The pickup artist has come of age. No longer relying on a hairy chest and a medallion to seduce the opposite sex, a thriving community has appeared on the net, exchanging the latest psychological tips and tricks that lead to a woman's bed. But these people aren't geeks. When it comes to seducing women, they are the real deal, only granting grandmaster pick up status to acolytes after the 1,000th babe has been laid.
And here lies the depressing fact about this book and the inevitable controversy that it has aroused (Germaine Greer having claimed that such men are rapists - seems like some feminists don't want to abandon notions of 'sexual ownership', 'faithfulness', 'duties'.etc at least not when it comes to men). The book is a thoroughly exhaustive anaylsis of what it takes for a man to get a woman into bed, compiled by men who have certainly 'been there and done it' many, many times. They know what works and what doesn't. And for all the complex psychology of 'neg hits', 'NLP patterning' etc, basically the recipe for success is that you have to show the lady you are a dominant caveman. When it comes to seduction, nice guys finish last, something to be avoided when you apparently have an average of 30 seconds to demonstrate to a potential pick-up that you can swing the club harder than any rival Fred Flintstone in sight. It appears deep down, women still want the hairy chest after all.
Feminist critics of the pick-up culture, incapable of any self-criticism as they are, tend to miss this point. Instead of focusing on why such macho men want to have sex with every good looking woman they see (and why shouldn't they?), perhaps they should ask why nearly every good looking woman would rather have sex with men who heed well tested advice such as 'Always be in Control (rule no.1)' and 'Never be Mr Nice Guy (rule no.7)' than men who read Germaine Greer or buy flowers. Feminists (and women in general), constantly make misandryst generalisations about men being inherently aggressive, dominant etc, forgetting that whatever essential nature men might have, if we have it at all, it is because women have spent our evolutionary history choosing it as an attractive sexual trait. And judging from this book, there is little prospect of hope for our evolutionary future. In fact, as women become increasingly financially independent of men, they are correspondingly free to choose sexual partners on solely primitive criteria (whereas before at least a man with lots of money was likely to have reached his position as Alpha male through, to some extent, a high IQ and not simply agressiveness or having the biggest sexual organ).
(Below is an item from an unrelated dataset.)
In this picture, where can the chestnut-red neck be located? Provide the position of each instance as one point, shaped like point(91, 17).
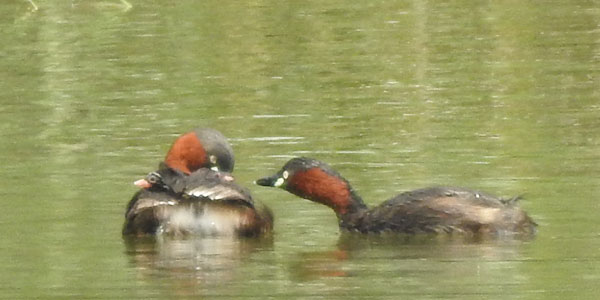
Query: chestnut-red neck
point(186, 154)
point(319, 186)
'Love between the sexes is a war', declared the gloomy Swedish playwright Strindberg. If you want to sharpen your armoury in order to have sex with lots of beautiful woman, this book is essential reading. For those who wish to understand the degradation of contemporary feminism into little more than a sexual trade union for embittered middle-aged women, then also read this book and the controversy that has surrounded it.